South Korean President Moon Jae-in has said U.S. and South Korean policies are aligned on North Korea and promised there “will be no war on the Korean peninsula ever again.”
Moon, who took office in May, held a news conference Thursday to mark the first 100 days of his presidency.
During the nationally broadcast event, he said U.S. President Donald Trump had assured South Korea he would consult with them before making any military decisions on North Korea.
“Against North Korea, even with extreme pressure, it has to be solved peacefully and our opinion and U.S. opinion about this matter is not different,” Moon said.
The South Korean leader also said North Korea’s development of nuclear weapons technology was “nearing” a red line, which he described as “completing an ICBM and weaponizing it with a nuclear head.”

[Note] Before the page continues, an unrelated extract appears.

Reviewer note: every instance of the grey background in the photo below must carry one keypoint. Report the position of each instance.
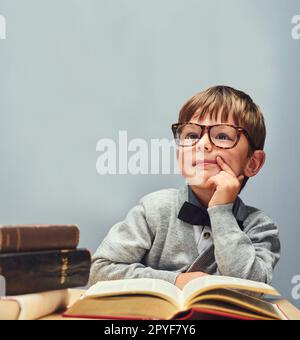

North Korea claims it has successfully miniaturized a nuclear weapon. While some experts believe it may have the technology, others caution that even if it doesn’t, North Korea should be taken at its word.
“If North Korea provokes again, it will face with much harsher sanction and won’t stand it in the end. I want to warn North Korea to do no more dangerous gambling,” added Moon.
‘We will block war by all means’
Moon’s comments about averting war echoed similar statements he made Tuesday that only South Korea could give consent to initiate any conflict with the North.
“The government, putting everything on the line, will block war by all means,” Moon said.
His comments followed Mattis’ threat that it would be “game on” if North Korea carried out its threat to fire missiles toward the U.S. island territory of Guam.
Pyongyang said Monday it had finalized a plan to fire four missiles less than 25 miles off Guam but state media said leader Kim Jong Un would wait to assess the US’ next move before giving launch orders.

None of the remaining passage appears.